Grundlage der Untersuchung des Wissenschaftsladen Bonn ist eine Datenbasis von rund 36.000 Stellenangeboten, in denen zwischen den Jahren 2001 und 2006 Umweltspezialisten gesucht wurden. Der Wissenschaftsladen Bonn, mit 25 Mitarbeitern der größte der 58 Wissenschaftsläden in Europa, wertet seit mehr als zehn Jahren wöchentlich rund 90 Tages-, Wochenzeitungen, Fachpublikationen sowie mehr als 65 Internetportale bzw.

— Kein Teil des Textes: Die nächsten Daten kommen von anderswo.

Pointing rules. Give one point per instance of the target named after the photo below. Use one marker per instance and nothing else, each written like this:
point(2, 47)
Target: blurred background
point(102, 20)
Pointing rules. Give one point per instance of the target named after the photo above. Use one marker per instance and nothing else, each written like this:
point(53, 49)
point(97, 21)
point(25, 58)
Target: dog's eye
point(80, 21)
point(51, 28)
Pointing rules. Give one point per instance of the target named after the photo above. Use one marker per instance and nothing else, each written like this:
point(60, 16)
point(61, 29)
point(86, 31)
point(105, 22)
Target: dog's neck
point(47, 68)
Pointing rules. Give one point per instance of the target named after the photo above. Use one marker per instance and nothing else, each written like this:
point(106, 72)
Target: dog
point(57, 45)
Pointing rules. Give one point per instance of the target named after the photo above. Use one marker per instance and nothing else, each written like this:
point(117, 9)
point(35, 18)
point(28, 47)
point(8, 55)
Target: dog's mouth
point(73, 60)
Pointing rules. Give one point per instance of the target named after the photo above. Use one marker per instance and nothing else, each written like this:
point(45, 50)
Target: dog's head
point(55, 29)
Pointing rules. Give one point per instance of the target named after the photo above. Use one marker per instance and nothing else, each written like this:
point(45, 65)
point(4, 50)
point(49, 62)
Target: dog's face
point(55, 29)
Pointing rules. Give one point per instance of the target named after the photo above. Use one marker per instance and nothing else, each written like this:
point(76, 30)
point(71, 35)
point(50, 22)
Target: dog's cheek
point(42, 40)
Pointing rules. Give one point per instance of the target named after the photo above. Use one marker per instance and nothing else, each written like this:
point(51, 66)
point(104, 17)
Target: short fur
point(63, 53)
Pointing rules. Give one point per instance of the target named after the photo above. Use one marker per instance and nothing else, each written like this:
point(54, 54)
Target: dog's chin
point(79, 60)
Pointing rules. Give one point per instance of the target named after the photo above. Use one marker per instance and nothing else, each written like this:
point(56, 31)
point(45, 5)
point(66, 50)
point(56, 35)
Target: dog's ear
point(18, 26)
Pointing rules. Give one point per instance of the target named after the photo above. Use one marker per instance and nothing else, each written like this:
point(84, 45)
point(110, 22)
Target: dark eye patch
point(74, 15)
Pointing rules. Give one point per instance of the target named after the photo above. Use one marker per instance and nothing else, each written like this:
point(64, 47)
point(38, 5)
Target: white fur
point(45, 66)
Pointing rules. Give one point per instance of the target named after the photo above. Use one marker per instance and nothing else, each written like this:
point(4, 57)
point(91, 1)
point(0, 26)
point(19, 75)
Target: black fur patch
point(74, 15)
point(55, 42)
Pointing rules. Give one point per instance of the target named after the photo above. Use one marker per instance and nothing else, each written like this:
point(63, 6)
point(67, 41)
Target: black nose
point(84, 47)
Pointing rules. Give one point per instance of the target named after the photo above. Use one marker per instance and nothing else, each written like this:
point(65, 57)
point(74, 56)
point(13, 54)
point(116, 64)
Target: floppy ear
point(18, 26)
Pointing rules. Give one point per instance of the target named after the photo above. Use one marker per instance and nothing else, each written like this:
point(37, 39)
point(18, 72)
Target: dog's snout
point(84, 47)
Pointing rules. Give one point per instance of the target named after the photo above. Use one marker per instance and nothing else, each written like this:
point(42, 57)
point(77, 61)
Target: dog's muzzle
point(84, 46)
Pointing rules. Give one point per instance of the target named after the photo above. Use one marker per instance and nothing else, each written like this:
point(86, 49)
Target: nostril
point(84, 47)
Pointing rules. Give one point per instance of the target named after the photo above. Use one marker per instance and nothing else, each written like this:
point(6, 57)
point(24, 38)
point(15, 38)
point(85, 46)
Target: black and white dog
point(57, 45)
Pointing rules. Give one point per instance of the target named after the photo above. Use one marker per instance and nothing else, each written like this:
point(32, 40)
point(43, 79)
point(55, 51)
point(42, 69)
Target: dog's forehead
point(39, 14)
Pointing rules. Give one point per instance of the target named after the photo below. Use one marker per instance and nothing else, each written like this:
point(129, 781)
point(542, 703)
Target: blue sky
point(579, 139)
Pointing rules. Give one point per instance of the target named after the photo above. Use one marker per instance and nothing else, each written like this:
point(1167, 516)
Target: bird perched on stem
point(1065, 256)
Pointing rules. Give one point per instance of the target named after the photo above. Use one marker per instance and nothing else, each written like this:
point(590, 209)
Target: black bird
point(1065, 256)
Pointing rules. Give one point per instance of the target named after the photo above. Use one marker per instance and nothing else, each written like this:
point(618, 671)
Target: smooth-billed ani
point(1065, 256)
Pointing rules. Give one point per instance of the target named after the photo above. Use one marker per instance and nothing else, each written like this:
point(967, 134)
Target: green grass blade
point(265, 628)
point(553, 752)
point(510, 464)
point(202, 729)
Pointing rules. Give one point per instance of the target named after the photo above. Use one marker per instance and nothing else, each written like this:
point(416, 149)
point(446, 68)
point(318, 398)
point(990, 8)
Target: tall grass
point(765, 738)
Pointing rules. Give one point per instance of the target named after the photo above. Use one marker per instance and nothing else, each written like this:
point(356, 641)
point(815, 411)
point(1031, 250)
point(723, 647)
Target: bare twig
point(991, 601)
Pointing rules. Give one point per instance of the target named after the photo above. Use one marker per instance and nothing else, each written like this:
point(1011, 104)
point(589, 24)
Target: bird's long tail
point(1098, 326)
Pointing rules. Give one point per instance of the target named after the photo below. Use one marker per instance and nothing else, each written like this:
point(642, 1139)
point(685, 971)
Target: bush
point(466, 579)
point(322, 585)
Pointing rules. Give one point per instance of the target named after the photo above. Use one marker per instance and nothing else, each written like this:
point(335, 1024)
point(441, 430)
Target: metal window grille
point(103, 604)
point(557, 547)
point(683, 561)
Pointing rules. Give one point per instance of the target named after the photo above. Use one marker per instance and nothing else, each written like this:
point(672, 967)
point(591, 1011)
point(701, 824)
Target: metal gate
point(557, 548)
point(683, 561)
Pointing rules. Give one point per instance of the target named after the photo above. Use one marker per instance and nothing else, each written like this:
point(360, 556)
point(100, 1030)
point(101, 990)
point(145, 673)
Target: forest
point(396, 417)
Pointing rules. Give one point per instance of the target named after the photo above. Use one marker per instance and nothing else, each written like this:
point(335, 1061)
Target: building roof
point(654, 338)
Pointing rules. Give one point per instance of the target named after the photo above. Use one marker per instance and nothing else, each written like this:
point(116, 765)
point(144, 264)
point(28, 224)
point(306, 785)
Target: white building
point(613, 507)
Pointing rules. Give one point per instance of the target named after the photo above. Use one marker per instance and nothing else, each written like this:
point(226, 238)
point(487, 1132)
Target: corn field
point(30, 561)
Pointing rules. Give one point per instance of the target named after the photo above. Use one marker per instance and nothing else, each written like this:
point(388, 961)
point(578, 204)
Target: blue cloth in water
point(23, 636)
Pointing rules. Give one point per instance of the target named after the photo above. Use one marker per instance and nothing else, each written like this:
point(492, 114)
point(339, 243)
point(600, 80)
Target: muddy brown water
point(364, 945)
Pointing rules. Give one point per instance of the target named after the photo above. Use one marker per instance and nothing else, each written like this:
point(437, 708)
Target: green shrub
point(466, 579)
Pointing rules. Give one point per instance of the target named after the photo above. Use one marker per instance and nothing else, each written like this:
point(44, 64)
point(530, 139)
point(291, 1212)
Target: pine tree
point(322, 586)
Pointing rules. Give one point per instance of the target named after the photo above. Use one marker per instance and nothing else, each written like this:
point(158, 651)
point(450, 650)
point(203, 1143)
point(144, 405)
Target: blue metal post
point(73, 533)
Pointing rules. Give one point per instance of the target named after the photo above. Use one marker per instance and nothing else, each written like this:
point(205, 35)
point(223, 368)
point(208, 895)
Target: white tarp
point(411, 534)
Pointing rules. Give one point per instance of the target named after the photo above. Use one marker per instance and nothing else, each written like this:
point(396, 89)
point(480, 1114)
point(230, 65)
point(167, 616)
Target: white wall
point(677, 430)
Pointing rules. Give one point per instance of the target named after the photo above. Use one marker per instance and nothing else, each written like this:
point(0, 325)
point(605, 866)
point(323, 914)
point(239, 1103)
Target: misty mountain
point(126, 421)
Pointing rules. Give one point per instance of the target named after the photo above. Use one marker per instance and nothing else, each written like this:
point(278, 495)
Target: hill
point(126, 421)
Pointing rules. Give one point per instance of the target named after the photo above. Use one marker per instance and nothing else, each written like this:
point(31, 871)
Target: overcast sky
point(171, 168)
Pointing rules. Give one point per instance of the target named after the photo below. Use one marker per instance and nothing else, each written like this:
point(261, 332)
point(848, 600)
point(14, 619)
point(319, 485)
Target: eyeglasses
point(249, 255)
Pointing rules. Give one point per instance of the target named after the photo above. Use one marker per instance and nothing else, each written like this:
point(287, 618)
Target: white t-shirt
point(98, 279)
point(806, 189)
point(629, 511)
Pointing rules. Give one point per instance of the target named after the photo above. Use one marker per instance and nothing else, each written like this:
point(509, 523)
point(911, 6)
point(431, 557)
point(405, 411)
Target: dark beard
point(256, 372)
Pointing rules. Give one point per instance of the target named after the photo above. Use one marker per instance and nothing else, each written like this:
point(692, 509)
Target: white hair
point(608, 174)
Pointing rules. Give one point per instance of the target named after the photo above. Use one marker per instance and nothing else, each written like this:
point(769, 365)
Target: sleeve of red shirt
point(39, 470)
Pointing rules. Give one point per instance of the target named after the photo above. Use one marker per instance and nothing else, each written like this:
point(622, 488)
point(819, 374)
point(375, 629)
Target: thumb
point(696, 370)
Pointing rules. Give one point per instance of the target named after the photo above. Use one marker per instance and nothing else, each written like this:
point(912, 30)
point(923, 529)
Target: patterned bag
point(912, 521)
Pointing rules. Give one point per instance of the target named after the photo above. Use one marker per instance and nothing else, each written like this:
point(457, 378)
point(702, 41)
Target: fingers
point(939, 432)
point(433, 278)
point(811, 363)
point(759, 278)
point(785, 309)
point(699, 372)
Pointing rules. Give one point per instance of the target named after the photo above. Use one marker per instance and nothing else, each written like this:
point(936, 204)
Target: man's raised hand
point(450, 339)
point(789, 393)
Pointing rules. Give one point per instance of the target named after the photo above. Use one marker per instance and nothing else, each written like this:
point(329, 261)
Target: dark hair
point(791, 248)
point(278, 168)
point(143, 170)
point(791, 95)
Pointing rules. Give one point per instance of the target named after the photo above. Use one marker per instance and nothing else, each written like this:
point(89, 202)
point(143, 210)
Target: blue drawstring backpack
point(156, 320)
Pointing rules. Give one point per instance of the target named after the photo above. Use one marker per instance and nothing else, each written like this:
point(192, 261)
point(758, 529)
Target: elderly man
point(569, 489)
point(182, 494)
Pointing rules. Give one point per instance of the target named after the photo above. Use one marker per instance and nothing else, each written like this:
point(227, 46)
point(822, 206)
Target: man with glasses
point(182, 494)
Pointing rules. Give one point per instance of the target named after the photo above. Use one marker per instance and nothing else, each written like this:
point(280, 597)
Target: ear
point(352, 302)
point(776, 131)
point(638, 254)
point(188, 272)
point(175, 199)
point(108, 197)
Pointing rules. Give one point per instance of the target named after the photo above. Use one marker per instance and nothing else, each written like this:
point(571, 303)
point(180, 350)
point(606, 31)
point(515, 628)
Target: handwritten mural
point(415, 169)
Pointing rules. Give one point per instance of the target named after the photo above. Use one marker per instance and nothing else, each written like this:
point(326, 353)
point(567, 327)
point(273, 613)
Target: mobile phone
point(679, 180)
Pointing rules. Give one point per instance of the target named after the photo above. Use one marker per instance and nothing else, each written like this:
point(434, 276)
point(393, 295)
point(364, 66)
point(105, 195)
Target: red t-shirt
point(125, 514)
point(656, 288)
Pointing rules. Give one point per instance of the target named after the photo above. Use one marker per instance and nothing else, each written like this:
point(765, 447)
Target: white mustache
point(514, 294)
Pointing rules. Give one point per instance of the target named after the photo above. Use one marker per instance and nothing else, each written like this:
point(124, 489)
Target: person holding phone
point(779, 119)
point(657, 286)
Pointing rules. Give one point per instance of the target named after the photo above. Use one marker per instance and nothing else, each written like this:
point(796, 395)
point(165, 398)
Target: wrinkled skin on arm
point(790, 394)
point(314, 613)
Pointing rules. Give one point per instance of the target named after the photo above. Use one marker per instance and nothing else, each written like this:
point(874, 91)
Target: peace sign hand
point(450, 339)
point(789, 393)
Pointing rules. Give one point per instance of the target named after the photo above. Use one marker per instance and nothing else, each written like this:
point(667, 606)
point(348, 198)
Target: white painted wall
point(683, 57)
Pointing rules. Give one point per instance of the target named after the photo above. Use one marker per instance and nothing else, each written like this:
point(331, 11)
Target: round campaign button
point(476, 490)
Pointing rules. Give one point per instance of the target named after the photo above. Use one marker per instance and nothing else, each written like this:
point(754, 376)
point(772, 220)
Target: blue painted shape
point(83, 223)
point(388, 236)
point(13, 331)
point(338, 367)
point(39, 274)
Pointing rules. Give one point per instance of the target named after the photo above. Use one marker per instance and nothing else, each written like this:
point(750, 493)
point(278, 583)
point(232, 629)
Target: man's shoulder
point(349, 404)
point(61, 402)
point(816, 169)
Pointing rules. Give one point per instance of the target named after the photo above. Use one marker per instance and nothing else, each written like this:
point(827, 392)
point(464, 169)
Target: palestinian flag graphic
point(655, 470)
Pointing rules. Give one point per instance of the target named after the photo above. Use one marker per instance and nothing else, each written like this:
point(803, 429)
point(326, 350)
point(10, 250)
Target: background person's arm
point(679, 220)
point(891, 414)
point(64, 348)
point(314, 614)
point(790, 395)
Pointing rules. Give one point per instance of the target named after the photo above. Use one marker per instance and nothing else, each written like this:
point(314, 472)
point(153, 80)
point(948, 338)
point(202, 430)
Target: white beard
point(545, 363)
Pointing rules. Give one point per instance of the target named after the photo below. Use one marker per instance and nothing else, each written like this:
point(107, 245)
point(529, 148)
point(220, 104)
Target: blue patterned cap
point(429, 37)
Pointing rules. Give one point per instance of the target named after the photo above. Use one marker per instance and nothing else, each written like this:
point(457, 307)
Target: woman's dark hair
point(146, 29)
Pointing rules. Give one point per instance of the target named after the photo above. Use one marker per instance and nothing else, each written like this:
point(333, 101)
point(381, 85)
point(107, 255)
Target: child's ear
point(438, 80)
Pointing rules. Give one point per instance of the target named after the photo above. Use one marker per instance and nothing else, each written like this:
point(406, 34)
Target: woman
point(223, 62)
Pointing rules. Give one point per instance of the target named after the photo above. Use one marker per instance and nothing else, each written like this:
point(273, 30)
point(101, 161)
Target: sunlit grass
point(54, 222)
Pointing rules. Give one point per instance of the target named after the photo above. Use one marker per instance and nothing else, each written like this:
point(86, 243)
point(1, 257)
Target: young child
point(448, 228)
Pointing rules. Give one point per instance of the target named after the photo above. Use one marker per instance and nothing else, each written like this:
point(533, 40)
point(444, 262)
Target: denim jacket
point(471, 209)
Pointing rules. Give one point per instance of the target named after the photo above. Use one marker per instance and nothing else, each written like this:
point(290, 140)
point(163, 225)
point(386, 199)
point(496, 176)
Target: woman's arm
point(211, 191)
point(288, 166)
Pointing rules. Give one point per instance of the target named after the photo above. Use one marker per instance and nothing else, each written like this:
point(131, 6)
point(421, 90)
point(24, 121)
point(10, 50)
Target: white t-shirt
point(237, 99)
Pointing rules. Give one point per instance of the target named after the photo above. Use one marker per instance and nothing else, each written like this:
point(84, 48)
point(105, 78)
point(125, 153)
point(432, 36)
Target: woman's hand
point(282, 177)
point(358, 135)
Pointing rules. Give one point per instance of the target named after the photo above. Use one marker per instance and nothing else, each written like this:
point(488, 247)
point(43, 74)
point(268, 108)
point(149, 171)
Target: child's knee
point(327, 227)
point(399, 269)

Firmen-Websites auf Stellenangebote im Bereich Umweltschutz und Naturwissenschaften aus und stellt diese in seinem Informationsdienst „Arbeitsmarkt Umweltschutz und Naturwissenschaften“ jeweils aktuell und nach Fachgebieten sortiert für Arbeitsuchende zusammen.
> Anforderungen an Beschäftigte weiter gestiegen <

„Obwohl insbesondere Unternehmen aus dem Bereich der Erneuerbaren Energien über einen Mangel an Arbeitskräften klagen, wurden die Anforderungen an die Bewerber nicht gesenkt“, sagt Arbeitsmarktexperte Norbert Steinhaus. Im Gegenteil: Der Uni-Abschluss allein verhelfe heute kaum zum Job im Umweltbereich. Inzwischen, so ergab die Auswertung der Stellenangebote, werden in 72 Prozent der Stellenangebote im Umweltbereich von den neuen Beschäftigten allgemeine Berufserfahrung verlangt. Im Jahr 2005 waren es noch 68 Prozent. Rund 35 Prozent der Stellenanbieter verlangen in ihren Anzeigen sogar explizit einschlägige Berufserfahrung von den Umweltspezialisten. Stellenanbieter im Bereich der Erneuerbaren Energien wollen gar, dass 40 Prozent ihrer neuen Beschäftigten spezielle Berufserfahrung aus der Branche bzw. dem Geschäftsfeld mitbringen.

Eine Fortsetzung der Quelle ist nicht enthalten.